An explanation of graph types

Biologists sometimes are not clear about the distinction between directed and undirected graphs in relation to whether they are cyclic or acyclic. So, to help clarify matters, I have included a figure here that places examples of the various graphs into their respective categories.

There are four combinations of characteristics, shown in the figure as a 2x2 table.

Click to enlarge

In all of the graphs there are four (unlabelled) leaves, but the number of internal nodes and edges varies depending on whether there are cycles (4 nodes, 4 edges) or not (2 nodes, 1 edge; or 4 nodes, 4 edges).
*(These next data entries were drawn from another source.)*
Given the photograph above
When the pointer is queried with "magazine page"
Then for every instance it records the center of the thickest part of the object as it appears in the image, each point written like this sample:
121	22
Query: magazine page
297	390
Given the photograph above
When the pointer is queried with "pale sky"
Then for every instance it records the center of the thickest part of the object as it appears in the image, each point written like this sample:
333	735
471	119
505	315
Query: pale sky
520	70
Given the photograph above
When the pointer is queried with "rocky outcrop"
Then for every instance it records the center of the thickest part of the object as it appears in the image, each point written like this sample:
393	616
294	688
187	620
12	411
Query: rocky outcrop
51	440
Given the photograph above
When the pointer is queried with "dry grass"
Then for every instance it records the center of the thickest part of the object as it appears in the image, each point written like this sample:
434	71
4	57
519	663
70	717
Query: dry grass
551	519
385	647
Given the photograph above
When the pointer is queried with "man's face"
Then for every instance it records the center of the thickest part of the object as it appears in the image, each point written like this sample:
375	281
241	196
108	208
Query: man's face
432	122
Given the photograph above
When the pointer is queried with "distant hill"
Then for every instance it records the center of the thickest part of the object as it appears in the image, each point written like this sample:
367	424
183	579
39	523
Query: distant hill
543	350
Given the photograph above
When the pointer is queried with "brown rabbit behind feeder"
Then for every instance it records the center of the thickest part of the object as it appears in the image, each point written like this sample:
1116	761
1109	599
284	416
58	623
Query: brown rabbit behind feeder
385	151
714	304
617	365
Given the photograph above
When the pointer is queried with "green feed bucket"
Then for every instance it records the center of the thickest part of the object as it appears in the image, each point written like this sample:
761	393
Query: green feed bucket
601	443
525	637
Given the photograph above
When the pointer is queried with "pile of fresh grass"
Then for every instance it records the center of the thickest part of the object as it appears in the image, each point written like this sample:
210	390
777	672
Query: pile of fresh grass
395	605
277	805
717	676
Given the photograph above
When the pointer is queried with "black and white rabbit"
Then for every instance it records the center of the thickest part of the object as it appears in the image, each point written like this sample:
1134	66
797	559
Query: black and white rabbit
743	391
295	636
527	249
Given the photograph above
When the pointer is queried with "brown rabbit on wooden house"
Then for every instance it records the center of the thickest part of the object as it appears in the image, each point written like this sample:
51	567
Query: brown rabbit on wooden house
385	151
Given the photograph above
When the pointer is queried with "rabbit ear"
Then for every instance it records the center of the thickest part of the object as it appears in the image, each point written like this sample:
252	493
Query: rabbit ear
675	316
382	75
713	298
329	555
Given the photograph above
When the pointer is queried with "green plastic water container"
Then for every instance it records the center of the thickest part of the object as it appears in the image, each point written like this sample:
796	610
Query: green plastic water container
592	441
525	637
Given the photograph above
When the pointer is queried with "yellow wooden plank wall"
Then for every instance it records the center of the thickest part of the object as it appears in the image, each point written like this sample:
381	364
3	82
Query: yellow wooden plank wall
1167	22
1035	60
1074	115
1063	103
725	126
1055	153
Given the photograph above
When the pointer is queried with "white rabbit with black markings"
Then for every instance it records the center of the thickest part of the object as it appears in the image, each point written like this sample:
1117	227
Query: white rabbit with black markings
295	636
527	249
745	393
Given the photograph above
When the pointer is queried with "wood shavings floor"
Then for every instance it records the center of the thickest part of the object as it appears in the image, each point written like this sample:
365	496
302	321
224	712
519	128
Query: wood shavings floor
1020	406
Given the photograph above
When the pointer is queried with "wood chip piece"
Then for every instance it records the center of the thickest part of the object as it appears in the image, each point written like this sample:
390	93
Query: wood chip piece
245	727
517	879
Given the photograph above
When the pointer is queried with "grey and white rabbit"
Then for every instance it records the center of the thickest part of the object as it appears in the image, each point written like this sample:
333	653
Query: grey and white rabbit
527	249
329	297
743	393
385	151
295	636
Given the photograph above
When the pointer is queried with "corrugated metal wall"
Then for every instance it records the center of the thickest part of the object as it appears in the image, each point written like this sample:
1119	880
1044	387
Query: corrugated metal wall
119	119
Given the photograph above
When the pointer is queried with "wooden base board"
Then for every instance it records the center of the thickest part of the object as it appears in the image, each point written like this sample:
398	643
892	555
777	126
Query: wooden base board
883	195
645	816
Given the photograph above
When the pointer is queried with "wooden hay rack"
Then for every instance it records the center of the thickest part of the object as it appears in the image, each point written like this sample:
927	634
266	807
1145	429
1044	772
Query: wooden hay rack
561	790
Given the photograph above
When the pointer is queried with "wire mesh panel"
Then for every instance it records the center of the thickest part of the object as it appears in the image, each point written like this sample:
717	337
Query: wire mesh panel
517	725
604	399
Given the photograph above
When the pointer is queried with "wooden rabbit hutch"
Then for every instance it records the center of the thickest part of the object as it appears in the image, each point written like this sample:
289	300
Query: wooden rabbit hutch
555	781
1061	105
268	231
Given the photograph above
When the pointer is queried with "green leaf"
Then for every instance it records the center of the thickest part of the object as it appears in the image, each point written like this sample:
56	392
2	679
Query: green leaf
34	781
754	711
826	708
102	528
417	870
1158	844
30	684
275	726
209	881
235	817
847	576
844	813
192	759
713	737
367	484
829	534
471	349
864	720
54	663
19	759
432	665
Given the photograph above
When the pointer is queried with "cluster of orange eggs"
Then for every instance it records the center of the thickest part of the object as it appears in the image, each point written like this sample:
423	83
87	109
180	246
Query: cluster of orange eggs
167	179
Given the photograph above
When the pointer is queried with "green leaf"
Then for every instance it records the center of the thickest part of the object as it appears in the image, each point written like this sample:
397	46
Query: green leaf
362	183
The important point for biologists to note is that any evolutionary diagram must involve a directed acyclic graph (DAG). An undirected graph cannot represent history, because the direction of that history is not shown (and history is defined in terms of a past relative to the present). A directed cyclic graph cannot represent a realistic history, because at one of the nodes in the cycle an inferred ancestor in also its own descendant (or one of the inferred descendants is also its own ancestor).

Note that an undirected cyclic graph can be turned into either a directed cyclic graph or a directed acyclic graph. In a phylogenetic analysis, the goal is to produce a directed acyclic graph.

The main practical distinction between a "data-display network" and an "evolutionary network" is that the former is usually undirected and the latter always directed. The usual conceptual difference between a phylogenetic tree and an equivalent phylogenetic network (= evolutionary network) is that the latter has a reticulation node while the former does not.

There seems to be no consistency in the literature about what to call a cycle in the various graphs. I have made two suggestions here (loop and circuit). But, what should one call the reticulated part of a DAG?

1 comment:

  1. The phylogeny in flowering plants depends on masses of crosses as the season of flowering for many c3 is temperate. When flowering occurs selfing is sometimes just as likely in monoecious plants as crossing is. Directed cyclic histograms must include generation upon generation of clones as well.